After leaving the track around 6:30, we headed back to our hotel for some dinner. An uneventful evening but a full day and a fun day.
Sunday – Day 5 – A day of Adventures around the Island
Today we visited Duke’s Plantation in the St. Thomas parish and it is an old plantation house whose picture my mom saw in a Barbados tourism magazine and she had been on the hunt for the location forever. We emailed the photographer, who then referred us to the magazine editor and that person didn’t email us back so we’re left to our own devices in finding this lovely piece of land and lo and behold, we did.

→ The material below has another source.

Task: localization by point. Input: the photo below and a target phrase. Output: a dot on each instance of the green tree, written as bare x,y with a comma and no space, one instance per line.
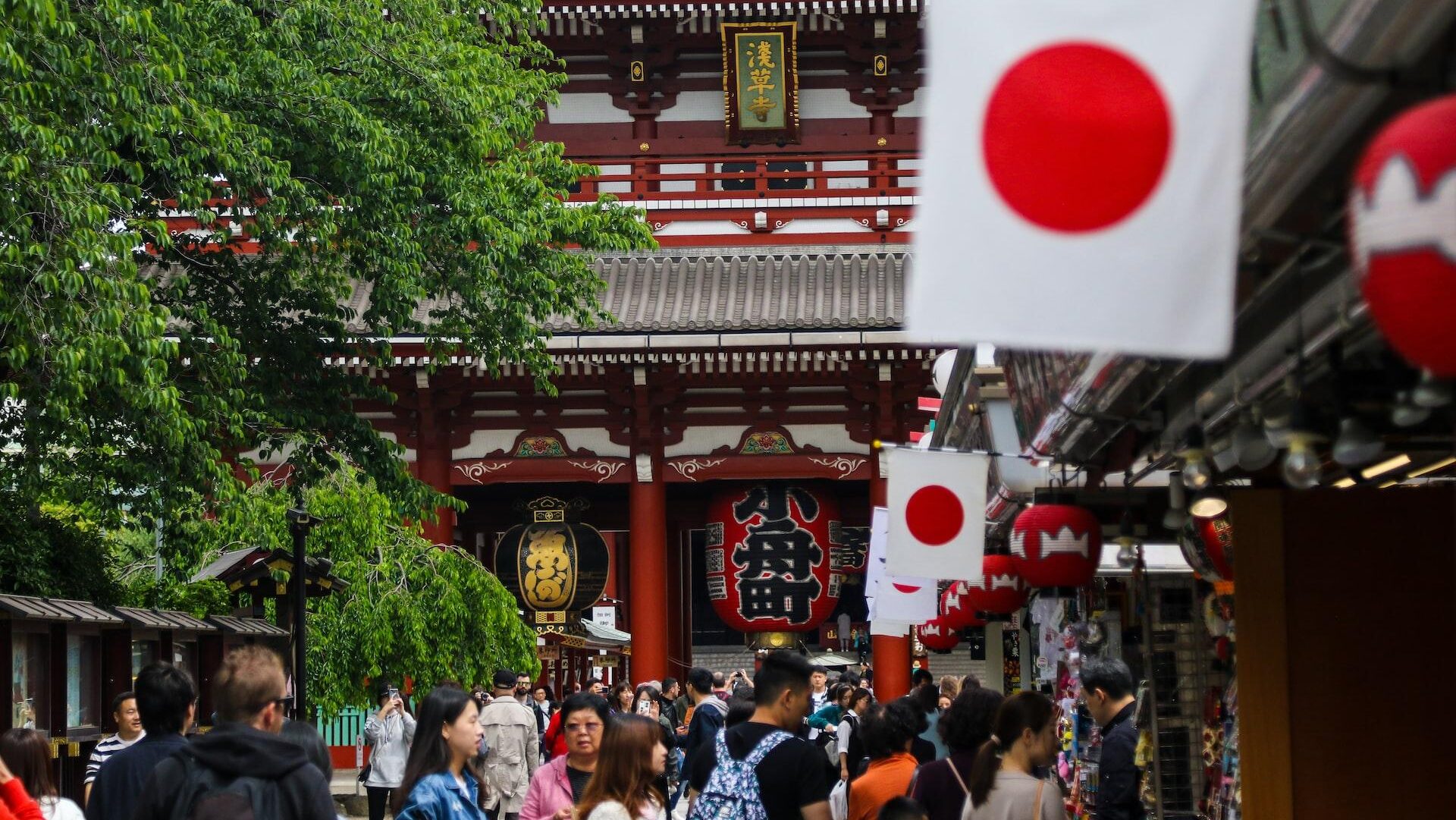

Part of the fun when we travel to Barbados with my mom and step dad involves many trips around the island, adventuring to places that tour buses won’t take you. And of all the times I’ve been to Barbados, we always find new sights and little hidden gems. So when we finally came upon Duke’s Plantation, we saw a lady outside one of the buildings and asked if she could tell us a bit about the property and she said better yet, “Have a walk around the place and make yourself at home.” And so we did. We walked around, took pictures (even re-created the photo from the magazine that my mom was obsessing over and just took it all in. It was beautiful.
Just down the road where I was taking these photos, it was full of lush vegetation and trees, you felt like you were in the jungle and I guess, really, we were.
Once we were satisfied with what we saw and taken plenty of pictures to prove we were there, we were off to Holetown on the west coast, a spot that is known to have water like glass – no waves or current like the south and east coasts. Given that it was a Sunday and it being a religious island, many of the shops were closed or were closing early, something that we’re used to when we are in Barbados. You just have to be more mindful of the hours stores open and close, particularly on Sundays. It isn’t like North America where we have everything at our fingertips and everything is open 24 hours a day.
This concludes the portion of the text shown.